The funny thing is all of this went down before my consistent yoga practice. So what’s it got to do with anything? Well, the toxicity of this relationship along with the self-inquiry that comes with yoga led me to the unhealed parts of myself. The parts that I thought were strong, but really weren’t. For a majority of my life, I’ve always convinced myself and others around me that I love myself just the way I am and that I don’t need to go through that mess I went through. I don’t dwell too much on this situation anymore, but whenever I take a peek once in a while, I realize that I really didn’t love myself like I thought I did. I didn’t respect myself, and I started to believe in the person he wanted me to be, not the person I really am. Yoga showed the dark parts of me. And yoga helped me to forgive myself for treating me the way I was treating myself.
From time to time, he would randomly try to go back in my life. I’ve always been a person who wants to be on good terms with people, but sometimes that needs to be done from a distance. Yoga helps me continue to stand my ground whenever I’m tested to get reeled back in.
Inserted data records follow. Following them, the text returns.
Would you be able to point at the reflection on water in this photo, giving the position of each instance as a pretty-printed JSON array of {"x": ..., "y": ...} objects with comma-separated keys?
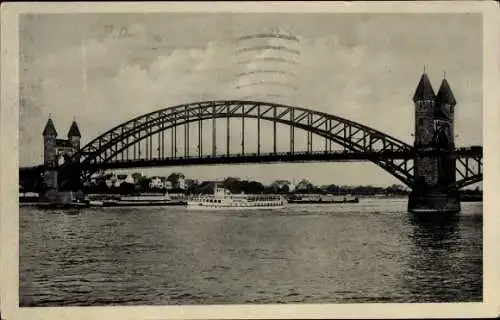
[
  {"x": 443, "y": 249},
  {"x": 368, "y": 252}
]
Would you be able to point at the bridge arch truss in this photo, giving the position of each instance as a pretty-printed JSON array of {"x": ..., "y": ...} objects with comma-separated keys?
[{"x": 117, "y": 146}]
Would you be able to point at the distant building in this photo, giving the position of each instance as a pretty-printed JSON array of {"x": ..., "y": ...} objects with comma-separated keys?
[
  {"x": 181, "y": 183},
  {"x": 168, "y": 185},
  {"x": 303, "y": 185},
  {"x": 123, "y": 178},
  {"x": 156, "y": 183},
  {"x": 58, "y": 151}
]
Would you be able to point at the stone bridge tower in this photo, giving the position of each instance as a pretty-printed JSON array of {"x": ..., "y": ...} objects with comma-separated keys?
[
  {"x": 57, "y": 152},
  {"x": 434, "y": 130}
]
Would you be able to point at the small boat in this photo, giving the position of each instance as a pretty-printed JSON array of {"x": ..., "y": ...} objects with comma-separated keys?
[{"x": 222, "y": 199}]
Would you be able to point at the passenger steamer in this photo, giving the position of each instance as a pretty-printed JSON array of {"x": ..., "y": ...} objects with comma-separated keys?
[{"x": 222, "y": 199}]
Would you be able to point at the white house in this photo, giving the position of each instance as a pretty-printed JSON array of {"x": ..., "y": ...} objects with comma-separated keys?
[
  {"x": 156, "y": 182},
  {"x": 182, "y": 183},
  {"x": 110, "y": 179},
  {"x": 121, "y": 178},
  {"x": 168, "y": 185}
]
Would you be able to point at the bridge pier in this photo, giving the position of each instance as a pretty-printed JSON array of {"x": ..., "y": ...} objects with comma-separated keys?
[
  {"x": 431, "y": 202},
  {"x": 433, "y": 191}
]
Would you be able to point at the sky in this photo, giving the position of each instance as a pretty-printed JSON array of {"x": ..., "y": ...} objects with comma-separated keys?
[{"x": 104, "y": 69}]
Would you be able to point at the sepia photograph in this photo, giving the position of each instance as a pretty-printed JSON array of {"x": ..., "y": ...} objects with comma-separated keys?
[{"x": 247, "y": 156}]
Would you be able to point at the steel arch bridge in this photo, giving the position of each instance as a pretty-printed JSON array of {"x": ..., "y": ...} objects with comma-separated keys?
[{"x": 120, "y": 147}]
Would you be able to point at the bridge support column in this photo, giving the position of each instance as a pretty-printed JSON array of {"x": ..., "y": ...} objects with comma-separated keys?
[{"x": 434, "y": 201}]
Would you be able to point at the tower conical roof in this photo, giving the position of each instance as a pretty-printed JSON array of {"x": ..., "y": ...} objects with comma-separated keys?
[
  {"x": 50, "y": 129},
  {"x": 445, "y": 95},
  {"x": 424, "y": 90},
  {"x": 74, "y": 131}
]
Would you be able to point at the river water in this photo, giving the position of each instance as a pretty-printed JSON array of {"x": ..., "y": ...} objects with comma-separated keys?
[{"x": 368, "y": 252}]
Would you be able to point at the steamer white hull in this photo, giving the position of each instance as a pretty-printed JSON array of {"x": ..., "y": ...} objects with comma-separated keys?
[{"x": 223, "y": 200}]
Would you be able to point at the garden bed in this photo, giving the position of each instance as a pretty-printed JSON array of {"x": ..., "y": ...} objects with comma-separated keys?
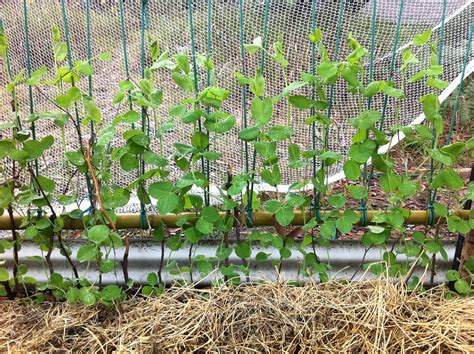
[{"x": 367, "y": 316}]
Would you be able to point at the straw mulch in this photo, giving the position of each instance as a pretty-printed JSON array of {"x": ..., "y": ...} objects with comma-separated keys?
[{"x": 369, "y": 316}]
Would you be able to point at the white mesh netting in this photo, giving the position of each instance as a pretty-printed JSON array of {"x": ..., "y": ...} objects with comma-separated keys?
[{"x": 169, "y": 23}]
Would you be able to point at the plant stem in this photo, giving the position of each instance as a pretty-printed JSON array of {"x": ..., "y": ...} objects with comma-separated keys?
[
  {"x": 15, "y": 248},
  {"x": 54, "y": 217},
  {"x": 106, "y": 215}
]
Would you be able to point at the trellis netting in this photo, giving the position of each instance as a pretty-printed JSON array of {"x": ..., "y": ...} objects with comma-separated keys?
[{"x": 219, "y": 27}]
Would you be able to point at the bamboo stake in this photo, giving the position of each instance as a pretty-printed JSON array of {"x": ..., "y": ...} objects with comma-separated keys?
[{"x": 132, "y": 221}]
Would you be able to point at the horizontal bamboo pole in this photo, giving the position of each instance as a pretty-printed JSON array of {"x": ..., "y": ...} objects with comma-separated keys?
[{"x": 261, "y": 218}]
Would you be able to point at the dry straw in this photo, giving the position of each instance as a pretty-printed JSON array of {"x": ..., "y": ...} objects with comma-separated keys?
[{"x": 368, "y": 316}]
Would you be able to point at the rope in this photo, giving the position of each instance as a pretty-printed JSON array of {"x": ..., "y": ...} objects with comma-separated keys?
[
  {"x": 125, "y": 52},
  {"x": 392, "y": 61},
  {"x": 254, "y": 159},
  {"x": 208, "y": 81},
  {"x": 460, "y": 87},
  {"x": 385, "y": 98},
  {"x": 432, "y": 193},
  {"x": 363, "y": 202},
  {"x": 10, "y": 76},
  {"x": 244, "y": 89},
  {"x": 143, "y": 28},
  {"x": 89, "y": 57},
  {"x": 313, "y": 88},
  {"x": 196, "y": 85},
  {"x": 317, "y": 197},
  {"x": 28, "y": 70},
  {"x": 372, "y": 48},
  {"x": 78, "y": 119},
  {"x": 316, "y": 201}
]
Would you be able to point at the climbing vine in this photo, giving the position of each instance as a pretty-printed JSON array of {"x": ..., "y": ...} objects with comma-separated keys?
[{"x": 135, "y": 140}]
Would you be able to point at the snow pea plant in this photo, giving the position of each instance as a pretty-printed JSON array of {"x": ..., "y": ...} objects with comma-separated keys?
[{"x": 135, "y": 140}]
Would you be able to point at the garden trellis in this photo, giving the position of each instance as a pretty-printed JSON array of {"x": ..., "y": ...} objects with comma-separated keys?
[
  {"x": 175, "y": 116},
  {"x": 219, "y": 30}
]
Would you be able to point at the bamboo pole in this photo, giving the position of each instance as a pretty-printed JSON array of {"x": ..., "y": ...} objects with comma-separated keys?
[{"x": 261, "y": 218}]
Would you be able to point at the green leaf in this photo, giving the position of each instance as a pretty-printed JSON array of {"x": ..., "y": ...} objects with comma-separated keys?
[
  {"x": 98, "y": 233},
  {"x": 249, "y": 134},
  {"x": 285, "y": 252},
  {"x": 257, "y": 84},
  {"x": 87, "y": 252},
  {"x": 4, "y": 275},
  {"x": 200, "y": 140},
  {"x": 337, "y": 201},
  {"x": 300, "y": 102},
  {"x": 204, "y": 226},
  {"x": 131, "y": 117},
  {"x": 255, "y": 46},
  {"x": 361, "y": 152},
  {"x": 261, "y": 257},
  {"x": 60, "y": 51},
  {"x": 210, "y": 214},
  {"x": 84, "y": 68},
  {"x": 75, "y": 157},
  {"x": 285, "y": 216},
  {"x": 262, "y": 110},
  {"x": 328, "y": 71},
  {"x": 351, "y": 170},
  {"x": 367, "y": 119},
  {"x": 167, "y": 202},
  {"x": 46, "y": 184},
  {"x": 223, "y": 252},
  {"x": 92, "y": 111},
  {"x": 128, "y": 162},
  {"x": 280, "y": 132}
]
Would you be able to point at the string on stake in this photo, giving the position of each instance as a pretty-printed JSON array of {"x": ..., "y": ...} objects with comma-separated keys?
[
  {"x": 196, "y": 83},
  {"x": 76, "y": 111},
  {"x": 254, "y": 159}
]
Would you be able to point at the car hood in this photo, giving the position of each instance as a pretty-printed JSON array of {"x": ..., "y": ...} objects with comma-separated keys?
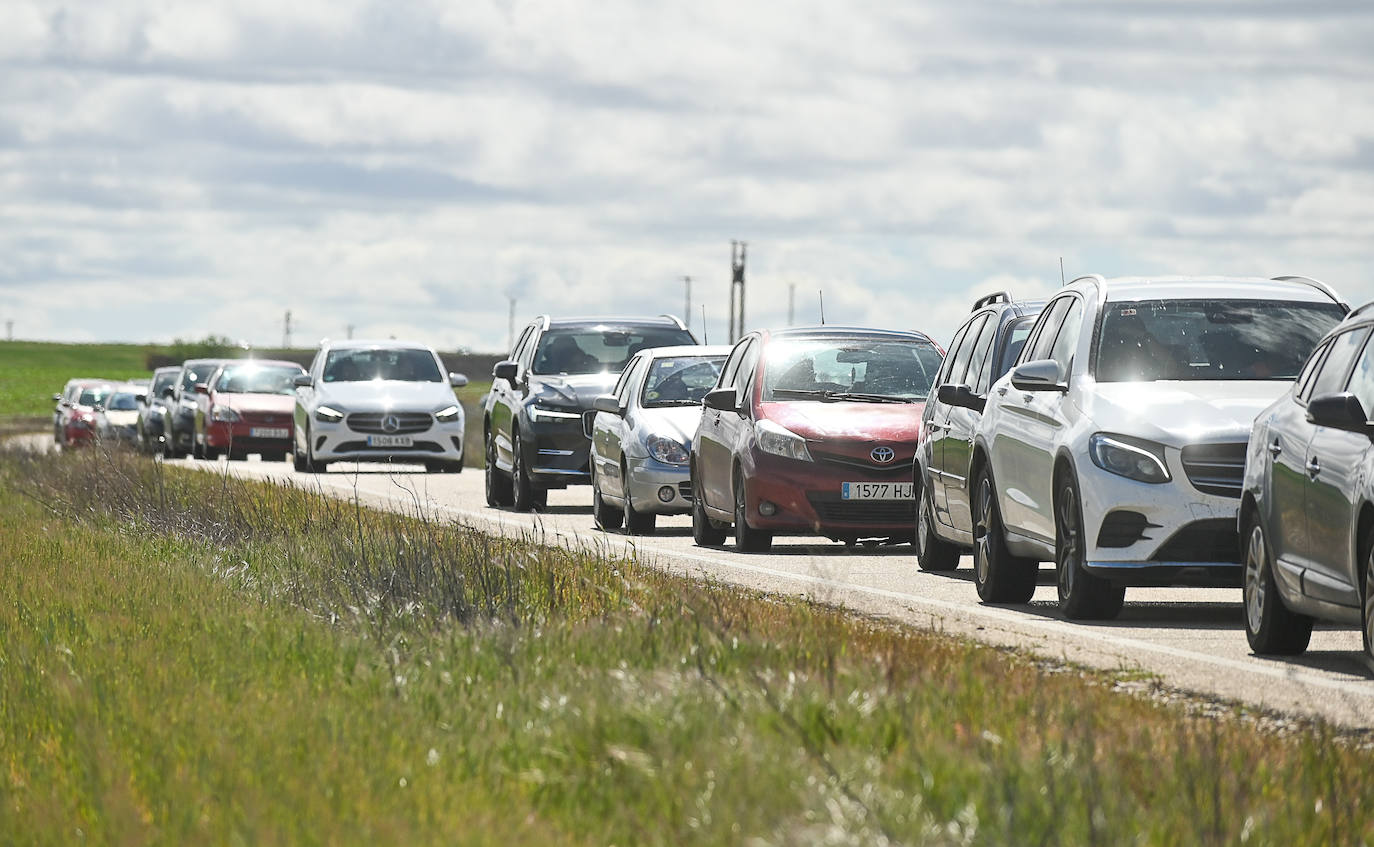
[
  {"x": 385, "y": 395},
  {"x": 864, "y": 421},
  {"x": 1182, "y": 413},
  {"x": 573, "y": 391},
  {"x": 673, "y": 421},
  {"x": 268, "y": 403}
]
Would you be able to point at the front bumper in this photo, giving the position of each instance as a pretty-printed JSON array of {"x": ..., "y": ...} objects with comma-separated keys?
[
  {"x": 807, "y": 497},
  {"x": 1164, "y": 534}
]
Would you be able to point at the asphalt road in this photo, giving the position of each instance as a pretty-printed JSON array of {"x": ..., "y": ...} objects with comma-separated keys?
[{"x": 1191, "y": 638}]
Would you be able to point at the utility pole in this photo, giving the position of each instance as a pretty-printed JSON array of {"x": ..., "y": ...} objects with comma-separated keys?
[{"x": 738, "y": 252}]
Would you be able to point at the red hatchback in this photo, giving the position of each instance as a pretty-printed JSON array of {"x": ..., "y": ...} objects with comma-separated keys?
[
  {"x": 246, "y": 406},
  {"x": 812, "y": 431}
]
Yoga continues to give me the tools to handle that challenge with grace and peace, even if it eventually ends with him still not understanding where I’m coming from. Yoga helps me continue to realize that I was always enough and shouldn’t apologize for that, nor should I continue to blame myself for someone else’s actions.
To those going through something like this, I hope that you find the strength and self-love to free yourself from the situation. To those who know someone who is going through this… be patient and compassionate. Trust me when I say that they are trying to get out of the situation. It is easier said than done, and it is much, much more complex than “he/she is not good for me, so I’m going to leave.” They are not weak, they are not dumb. They are stuck, and the last thing you want to do is to judge something that you may not even know about. Chances are, they are probably not allowed to talk about it.
Thank you yoga, for showing me the real me.